There’s also the matter of sound quality. Though the gap is getting narrower, even the best bone-conduction headphones lag behind the top in-ear and over-ear headphones. In particular, bass is an area that bone-conduction headphones struggle to do justice to, so they’re much better suited to spoken word than bass-heavy music.
Can bone-conduction headphones damage my hearing?
Because they bypass the eardrums, bone-conduction headphones won’t damage those, but that doesn’t mean they’re completely risk-free. The inner ear may still be damaged if you listen to a lot of loud music for long periods, so it’s best to use them with the same caution as you would regular headphones.
Other features to consider
In addition to the more general factors to think about when buying bone-conduction headphones, there are a number of specifics worth considering.
Waterproofing: Because bone-conduction headphones are great for sporting activities, most, if not all, will come with a decent IP rating for water resistance. A full breakdown of every IP rating can be found here, but we recommend looking for at least IPX5 if you want peace of mind while wearing them outdoors. For swimming, you’ll need IPX8.

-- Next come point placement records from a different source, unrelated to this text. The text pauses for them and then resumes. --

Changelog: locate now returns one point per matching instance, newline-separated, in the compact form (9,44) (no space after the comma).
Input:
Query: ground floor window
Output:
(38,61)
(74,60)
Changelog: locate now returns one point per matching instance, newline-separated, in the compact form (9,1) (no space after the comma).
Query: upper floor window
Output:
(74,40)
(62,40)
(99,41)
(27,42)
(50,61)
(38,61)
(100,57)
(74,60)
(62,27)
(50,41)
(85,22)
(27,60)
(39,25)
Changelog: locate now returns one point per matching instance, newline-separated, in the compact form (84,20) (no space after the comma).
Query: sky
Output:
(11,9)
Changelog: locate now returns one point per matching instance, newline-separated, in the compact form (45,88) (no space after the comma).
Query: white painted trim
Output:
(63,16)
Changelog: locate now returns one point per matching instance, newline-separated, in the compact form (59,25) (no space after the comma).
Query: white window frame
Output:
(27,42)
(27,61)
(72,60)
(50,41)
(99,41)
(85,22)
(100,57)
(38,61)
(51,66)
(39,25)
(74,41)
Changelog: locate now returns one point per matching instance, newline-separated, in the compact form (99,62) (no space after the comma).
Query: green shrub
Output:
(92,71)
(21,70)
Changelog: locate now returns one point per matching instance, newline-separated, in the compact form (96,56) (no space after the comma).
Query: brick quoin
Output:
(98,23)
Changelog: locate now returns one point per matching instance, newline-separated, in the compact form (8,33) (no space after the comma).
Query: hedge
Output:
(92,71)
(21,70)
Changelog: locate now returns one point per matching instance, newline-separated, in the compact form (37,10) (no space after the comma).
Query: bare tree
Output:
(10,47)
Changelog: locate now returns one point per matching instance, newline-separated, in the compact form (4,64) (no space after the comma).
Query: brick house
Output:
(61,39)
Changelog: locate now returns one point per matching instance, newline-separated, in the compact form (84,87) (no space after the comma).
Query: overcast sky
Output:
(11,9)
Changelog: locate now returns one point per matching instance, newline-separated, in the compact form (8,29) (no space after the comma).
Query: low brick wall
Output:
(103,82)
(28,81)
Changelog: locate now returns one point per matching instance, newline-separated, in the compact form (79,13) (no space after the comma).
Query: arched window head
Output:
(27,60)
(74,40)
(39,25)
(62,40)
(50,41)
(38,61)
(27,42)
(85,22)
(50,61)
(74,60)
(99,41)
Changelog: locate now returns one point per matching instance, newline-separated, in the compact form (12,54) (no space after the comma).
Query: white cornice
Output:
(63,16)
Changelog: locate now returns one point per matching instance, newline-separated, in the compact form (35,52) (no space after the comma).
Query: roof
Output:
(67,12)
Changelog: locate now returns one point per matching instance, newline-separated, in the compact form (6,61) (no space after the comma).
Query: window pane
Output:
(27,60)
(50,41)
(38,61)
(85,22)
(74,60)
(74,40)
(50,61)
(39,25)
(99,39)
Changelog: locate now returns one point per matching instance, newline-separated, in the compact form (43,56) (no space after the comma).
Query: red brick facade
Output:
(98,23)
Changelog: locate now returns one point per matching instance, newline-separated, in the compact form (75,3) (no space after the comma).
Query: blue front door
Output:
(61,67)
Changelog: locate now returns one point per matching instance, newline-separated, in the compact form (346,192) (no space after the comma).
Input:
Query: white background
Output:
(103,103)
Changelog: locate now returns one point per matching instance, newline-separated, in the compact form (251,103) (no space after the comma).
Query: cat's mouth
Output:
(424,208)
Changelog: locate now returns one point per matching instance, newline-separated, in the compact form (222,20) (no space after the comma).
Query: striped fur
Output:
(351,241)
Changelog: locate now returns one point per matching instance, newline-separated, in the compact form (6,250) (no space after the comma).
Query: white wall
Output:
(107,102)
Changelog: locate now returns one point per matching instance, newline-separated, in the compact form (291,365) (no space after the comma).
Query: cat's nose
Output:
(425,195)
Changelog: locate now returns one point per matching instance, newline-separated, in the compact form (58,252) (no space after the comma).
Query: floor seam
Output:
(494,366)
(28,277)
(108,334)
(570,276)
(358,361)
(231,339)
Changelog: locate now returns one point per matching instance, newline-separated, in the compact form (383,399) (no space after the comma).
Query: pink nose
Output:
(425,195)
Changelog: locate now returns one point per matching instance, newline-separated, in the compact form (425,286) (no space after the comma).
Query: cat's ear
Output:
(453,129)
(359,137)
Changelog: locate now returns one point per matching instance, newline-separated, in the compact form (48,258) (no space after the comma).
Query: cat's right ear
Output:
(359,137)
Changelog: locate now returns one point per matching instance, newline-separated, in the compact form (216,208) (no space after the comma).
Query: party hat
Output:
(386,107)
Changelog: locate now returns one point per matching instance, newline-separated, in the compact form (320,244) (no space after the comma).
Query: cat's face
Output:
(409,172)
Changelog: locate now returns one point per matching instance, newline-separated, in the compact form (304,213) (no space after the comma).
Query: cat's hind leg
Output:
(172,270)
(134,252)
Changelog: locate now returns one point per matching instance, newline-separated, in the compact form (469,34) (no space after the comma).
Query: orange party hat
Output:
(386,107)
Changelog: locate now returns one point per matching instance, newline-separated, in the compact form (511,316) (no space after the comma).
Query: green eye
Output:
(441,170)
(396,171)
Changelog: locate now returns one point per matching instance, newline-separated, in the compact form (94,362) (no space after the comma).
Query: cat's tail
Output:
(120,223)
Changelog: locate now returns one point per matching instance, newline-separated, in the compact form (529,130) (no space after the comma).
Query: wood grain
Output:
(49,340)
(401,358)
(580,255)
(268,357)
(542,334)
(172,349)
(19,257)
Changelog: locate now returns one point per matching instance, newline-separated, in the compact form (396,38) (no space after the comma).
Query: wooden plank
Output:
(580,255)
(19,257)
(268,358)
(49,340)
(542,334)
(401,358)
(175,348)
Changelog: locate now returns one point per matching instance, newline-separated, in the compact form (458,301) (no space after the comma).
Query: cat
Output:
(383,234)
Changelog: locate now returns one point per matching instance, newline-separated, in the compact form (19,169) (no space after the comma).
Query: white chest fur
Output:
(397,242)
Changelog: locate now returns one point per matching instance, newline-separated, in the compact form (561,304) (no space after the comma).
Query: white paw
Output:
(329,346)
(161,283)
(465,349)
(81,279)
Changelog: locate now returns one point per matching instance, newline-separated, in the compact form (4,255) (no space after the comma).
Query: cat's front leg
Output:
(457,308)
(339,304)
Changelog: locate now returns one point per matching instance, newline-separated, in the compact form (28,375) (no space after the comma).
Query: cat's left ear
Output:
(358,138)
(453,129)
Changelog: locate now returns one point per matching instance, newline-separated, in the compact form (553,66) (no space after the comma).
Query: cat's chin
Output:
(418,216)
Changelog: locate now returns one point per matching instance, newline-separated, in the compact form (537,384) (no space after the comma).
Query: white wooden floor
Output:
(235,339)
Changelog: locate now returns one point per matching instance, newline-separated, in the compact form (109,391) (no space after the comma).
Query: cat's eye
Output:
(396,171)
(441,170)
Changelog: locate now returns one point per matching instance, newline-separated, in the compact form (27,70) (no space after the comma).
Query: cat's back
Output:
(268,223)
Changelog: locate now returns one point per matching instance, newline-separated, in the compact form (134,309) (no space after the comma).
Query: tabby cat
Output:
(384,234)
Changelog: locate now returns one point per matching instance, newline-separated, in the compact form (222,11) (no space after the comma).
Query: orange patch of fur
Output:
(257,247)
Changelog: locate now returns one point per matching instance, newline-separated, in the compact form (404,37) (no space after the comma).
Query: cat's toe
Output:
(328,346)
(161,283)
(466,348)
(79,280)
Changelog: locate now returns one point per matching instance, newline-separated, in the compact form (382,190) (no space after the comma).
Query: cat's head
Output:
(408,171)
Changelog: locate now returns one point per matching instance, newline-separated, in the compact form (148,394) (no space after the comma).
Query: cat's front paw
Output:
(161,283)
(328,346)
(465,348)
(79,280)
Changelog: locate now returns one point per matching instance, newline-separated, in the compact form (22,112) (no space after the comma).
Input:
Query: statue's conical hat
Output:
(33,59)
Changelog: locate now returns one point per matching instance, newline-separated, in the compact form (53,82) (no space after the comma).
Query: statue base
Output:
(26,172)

Bluetooth connectivity: There are two main types of bone-conduction headphones: those that operate wirelessly over Bluetooth and those that function like an MP3 player onto which you can transfer audio files. If you want to be able to stream content, you’ll need the former, while the latter are a better option for times when you don’t have an audio source with you, when swimming, for example. Some products offer both on-board storage and Bluetooth, making them particularly versatile.
Battery life: Regardless of the type you go for, your bone-conduction headphones will be powered by an internal, rechargeable battery. Battery life varies from product to product, so make sure the pair you pick has enough stamina to meet your needs.
Microphone: If you want to be able to make and take calls using your bone-conduction headphones, you’ll need to ensure they have a built-in microphone.
Design: Many bone-conduction headphones look very similar, but they’re not all created equal; how comfortable they are is typically dependent on the materials used in their construction. Unsurprisingly, cheaper options use cheaper materials such as polycarbonate rather than rubber-coated titanium and are less flexible as a result.